I've been using dbdeploy successfully for a couple of years now. It allows your devs to create small sql change deltas which can then be applied against your database. The changes are tracked by a changelog table within database so that it knows what to apply.
http://dbdeploy.com/
i have a table in an access database
this access database is used on a regular basis, basically from 9-5
someone else has a copy of this exact table. sometimes records are added, sometimes deleted, and sometimes data within the records is updated.
i need to update the access database table with the offsite table every hour or so. what is the best algorithm of updating the data? there are about 5000 records.
would it severely lock up the table for a few seconds every hour?
i would like to publicly apologize for my rude comment to david fenton
My impression is that this question ties together pieces you've been exploring with your previous questions:
a file "listener" to detect the presence of a new file and do something with it when found
list files with some extension in a folder
DoCmd.TransferText to pull file data into your database
Insert, Update, Delete records in a table based on an imported set of records
Maybe it's time to give us a more detailed picture of what you're dealing with.
Tony asked if both sites are on the same WAN (Wide Area Network).
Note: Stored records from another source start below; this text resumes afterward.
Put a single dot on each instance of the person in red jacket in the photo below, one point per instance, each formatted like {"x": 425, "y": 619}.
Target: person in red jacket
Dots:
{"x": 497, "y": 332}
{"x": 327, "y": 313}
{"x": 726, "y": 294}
You replied they are on Windows. Elsewhere you said you're using a network. Please tell us about the network.
I'm still unsure whether you need a one-way or two-way data exchange. You've talked about importing changes from the remote table into the local master table. Do you need to do the same type of operation at the remote site: import changes made to the table at the master site?
Tell us what needs to happen regarding the issue James raised. Can local and remote users ever edit the same record? If they can, how will you resolve the conflict? Similarly, what should happen if a remote user updates a record and a local user deletes their copy of that record?
Based on what you've told us so far, this sounds like a real challenge for Access, made more challenging by the rate of record changes (5,000 per hour). I like the outline Kevin suggested. However your challenge will be more complicated since you also need to account for record deletions at both sites.
It seems like you may have to create something which duplicates Access' Replication feature. Maybe you should look at the Jet Replication Wiki to see if you can modify your design to take advantage of Replication. I can't help you there, and unfortunately you appear to have frustrated David Fenton who is a leading authority on Jet Replication.
If a few seconds performance is critical, you'd rather move to a better database engine (like Sqlite, MySQL, MS SQL server). If you want a single file, then Sqlite is the best for you. All these use by-single-record locks, so you can read and write simultaneously.
If you stay with access, you will probably have to implement a timer to update only a few records at a time.
Before you do anything else you need to establish the "rules" as far as collisions go.
If a row in the local copy is updated and the same row in the remote copy is updated which one is the "correct" version? Ditto for deletions, inserts are even more of a pain as you can have the "same" set of values but perhaps a different key.
After you have worked out how to handle each of these cases you can then go on to thinking about the implementation.
As other posters have suggested the way to completely avoid these issues is switch to SQLServer or any other "proper" database which can be updated over the network by all users and where concurrency issues are handled by the DBMS when the updates are applied.
Other users have already suggested switching to a server based database i.e. SQL server etc. I would echo this and say it is the best way to go however if you are stuck with access and have no choice then I would suggest you add a field (with an index) along the lines of “Last Updated”. You could then export all records that have been modified within a particular time frame. Export this file as a CSV, ship it over to the remote site and import it into the “master” access database. With a bit of scripting you could automate this process.